I read an article recently by a prominent entrepreneur that bemoaned the negativity of the business media.
Far from feeling defensive, the piece struck a chord, coming at a time when there has been some laughably melodramatic reporting of the current economic climate (the Great Depression this is not). Certainly, there is some truth to claims that the media can get overly focused on things going wrong. It is also a criticism often levelled at the legal press and is not entirely without merit.
Still, there are a couple of caveats to state when assessing whether the legal press is too negative. Firstly, any publication worth its salt is going to be interested in what makes its subject tick, and things going wrong usually tell you a lot about how an organisation ticks. As such, it is our business to write about the reverses that law firms face and how they deal with them.
Likewise, anyone can write a commentary or analysis that ducks the sensitive issues. It’s often our job to make criticisms and draw unflattering conclusions based on the facts as we see them, though obviously such criticisms should be balanced and well-argued. Over-hyped calamity is as useless to comprehension as over-sold victory. We should also be open to debate critical comments t o assess if we have missed relevant facts or simply called it wrong.
However, the longer that I cover business, the more I find myself interested in when things go right and, crucially, why they went right. A US colleague recently described this balancing act more eloquently when he was questioned about the US legal press’s supposed negativity. He observed: “We make a conscious effort to cover both sides of the situation. We write about virtuoso performances and virtuoso disasters.”
Putting that in a domestic context, I sometimes think of Legal Week in terms of that old slogan for the Yellow Pages: “We’re not just there for the nasty things in life.”
But here’s the thing about success: while failure tends to be quick, disruptive and easy to spot, success is often a complex, well-disguised creature.
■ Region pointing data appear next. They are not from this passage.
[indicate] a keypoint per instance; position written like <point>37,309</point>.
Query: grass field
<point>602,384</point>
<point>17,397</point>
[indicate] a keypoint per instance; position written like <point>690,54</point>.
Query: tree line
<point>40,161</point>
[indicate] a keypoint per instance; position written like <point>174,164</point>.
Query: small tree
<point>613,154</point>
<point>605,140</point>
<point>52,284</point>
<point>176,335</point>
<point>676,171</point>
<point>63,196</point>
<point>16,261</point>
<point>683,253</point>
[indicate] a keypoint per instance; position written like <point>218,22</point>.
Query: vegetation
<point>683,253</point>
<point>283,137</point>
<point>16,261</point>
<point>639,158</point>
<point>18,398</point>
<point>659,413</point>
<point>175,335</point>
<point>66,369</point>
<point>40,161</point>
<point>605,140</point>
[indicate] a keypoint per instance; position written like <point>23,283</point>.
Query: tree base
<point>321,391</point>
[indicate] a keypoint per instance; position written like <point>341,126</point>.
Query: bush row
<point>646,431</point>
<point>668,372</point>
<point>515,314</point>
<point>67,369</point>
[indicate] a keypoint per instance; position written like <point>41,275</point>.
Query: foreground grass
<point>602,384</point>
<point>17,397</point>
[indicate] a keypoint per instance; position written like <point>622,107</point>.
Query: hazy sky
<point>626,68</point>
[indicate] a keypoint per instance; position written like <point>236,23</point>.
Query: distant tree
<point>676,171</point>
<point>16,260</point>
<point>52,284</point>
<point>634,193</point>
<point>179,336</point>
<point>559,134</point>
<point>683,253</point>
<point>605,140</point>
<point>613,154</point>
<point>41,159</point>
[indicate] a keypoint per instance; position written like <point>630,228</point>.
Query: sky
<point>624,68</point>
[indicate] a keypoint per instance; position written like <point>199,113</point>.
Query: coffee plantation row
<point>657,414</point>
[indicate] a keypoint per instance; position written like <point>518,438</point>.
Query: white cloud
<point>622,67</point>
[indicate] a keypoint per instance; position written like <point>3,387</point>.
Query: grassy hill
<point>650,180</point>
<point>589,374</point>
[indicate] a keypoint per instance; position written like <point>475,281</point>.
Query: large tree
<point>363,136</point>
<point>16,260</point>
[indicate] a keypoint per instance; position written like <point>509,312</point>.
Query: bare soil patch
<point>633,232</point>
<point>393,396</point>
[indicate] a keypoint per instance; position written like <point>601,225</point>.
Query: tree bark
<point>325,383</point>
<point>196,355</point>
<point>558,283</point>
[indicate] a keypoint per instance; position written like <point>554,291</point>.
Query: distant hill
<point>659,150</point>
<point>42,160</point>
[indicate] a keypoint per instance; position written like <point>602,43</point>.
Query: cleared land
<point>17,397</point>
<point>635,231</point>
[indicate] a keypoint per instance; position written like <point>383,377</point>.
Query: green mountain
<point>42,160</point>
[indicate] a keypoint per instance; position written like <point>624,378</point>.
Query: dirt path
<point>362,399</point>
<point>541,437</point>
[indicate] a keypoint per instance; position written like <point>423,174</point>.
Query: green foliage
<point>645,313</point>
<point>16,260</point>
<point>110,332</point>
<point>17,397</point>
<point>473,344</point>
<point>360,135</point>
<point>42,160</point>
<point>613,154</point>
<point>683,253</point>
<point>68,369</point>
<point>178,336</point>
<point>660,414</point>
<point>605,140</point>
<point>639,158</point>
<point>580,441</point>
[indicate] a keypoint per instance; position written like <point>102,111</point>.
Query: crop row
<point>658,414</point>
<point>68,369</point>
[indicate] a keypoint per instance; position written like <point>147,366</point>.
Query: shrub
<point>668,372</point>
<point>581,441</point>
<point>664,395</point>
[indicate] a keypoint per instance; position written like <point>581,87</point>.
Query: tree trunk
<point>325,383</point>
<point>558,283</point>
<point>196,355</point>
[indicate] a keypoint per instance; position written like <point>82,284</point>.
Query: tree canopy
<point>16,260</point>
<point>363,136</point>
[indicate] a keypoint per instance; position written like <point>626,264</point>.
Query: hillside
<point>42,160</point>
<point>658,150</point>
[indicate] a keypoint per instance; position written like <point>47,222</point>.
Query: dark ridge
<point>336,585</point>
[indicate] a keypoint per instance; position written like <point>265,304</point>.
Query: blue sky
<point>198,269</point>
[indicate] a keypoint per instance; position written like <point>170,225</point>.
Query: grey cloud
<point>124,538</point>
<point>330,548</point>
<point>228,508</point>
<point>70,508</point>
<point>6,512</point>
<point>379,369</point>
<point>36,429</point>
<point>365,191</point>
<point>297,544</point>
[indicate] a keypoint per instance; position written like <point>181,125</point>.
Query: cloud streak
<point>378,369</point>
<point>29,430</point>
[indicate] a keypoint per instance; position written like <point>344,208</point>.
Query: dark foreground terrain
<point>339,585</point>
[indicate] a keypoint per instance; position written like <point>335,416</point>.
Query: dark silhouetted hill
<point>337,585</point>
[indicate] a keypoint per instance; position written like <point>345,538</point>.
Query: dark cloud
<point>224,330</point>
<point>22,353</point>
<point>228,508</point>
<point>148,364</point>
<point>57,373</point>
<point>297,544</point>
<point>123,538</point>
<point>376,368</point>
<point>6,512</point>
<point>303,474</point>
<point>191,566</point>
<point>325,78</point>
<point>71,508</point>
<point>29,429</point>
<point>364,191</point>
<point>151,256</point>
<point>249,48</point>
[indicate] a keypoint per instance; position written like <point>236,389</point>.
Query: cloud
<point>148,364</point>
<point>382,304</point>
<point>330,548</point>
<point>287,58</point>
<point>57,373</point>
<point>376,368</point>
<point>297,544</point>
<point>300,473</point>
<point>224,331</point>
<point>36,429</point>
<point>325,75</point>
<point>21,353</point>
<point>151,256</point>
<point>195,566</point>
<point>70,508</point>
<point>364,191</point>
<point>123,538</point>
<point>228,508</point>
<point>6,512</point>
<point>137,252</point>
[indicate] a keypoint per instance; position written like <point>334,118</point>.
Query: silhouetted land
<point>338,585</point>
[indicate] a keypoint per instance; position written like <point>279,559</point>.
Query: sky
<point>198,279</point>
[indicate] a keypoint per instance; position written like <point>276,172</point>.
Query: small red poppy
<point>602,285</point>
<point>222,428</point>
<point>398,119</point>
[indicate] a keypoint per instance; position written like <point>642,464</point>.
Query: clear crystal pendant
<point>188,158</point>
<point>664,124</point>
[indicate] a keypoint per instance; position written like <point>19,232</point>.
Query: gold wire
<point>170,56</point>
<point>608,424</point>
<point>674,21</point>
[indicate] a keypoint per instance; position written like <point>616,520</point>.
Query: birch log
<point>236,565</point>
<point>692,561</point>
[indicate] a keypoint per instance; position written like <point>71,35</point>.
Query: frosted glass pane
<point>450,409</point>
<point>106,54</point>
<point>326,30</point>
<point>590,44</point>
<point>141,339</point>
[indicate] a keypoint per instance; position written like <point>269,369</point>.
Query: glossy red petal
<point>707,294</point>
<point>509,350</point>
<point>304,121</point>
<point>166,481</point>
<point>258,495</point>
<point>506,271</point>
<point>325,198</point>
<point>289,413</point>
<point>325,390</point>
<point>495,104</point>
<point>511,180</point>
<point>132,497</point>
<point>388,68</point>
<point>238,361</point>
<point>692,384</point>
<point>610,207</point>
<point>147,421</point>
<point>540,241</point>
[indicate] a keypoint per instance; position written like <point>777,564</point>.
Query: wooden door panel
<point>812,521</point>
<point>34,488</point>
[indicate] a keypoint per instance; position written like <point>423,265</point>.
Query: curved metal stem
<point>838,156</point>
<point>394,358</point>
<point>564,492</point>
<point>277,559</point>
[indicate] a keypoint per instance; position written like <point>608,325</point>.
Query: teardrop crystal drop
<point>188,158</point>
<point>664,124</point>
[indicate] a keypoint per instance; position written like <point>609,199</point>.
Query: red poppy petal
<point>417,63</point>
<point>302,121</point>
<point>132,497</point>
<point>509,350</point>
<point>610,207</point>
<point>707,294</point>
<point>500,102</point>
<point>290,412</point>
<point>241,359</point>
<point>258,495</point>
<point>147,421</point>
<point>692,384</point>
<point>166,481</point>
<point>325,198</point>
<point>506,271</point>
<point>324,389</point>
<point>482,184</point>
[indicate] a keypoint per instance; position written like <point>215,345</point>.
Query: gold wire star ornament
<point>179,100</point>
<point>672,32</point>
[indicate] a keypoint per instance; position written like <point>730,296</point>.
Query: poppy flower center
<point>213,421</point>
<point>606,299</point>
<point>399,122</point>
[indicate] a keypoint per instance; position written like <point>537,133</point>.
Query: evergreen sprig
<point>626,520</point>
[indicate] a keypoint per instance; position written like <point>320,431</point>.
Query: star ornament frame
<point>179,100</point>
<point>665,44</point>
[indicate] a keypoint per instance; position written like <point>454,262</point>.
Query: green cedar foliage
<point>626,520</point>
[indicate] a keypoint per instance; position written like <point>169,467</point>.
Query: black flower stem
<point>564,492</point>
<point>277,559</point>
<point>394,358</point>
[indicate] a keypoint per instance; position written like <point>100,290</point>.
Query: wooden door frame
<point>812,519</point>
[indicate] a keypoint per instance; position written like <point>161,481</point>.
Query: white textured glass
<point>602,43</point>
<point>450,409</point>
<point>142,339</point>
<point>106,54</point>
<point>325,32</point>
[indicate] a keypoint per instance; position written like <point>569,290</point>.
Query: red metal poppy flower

Identifying success requires a healthy dialogue between us and our subjects, particularly given law firms’ propensity to articulate their activities in the language of unalloyed corporate guff.
Despite Legal Week being increasingly explicit about its desire to bring a more rigorous and less sensationalist style to the industry it covers, I’m not sure that our basic interest in the success stories has been understood. But if you’re not telling us about those victories beyond issuing jargon-heavy press releases, inevitably we will find out about them less often.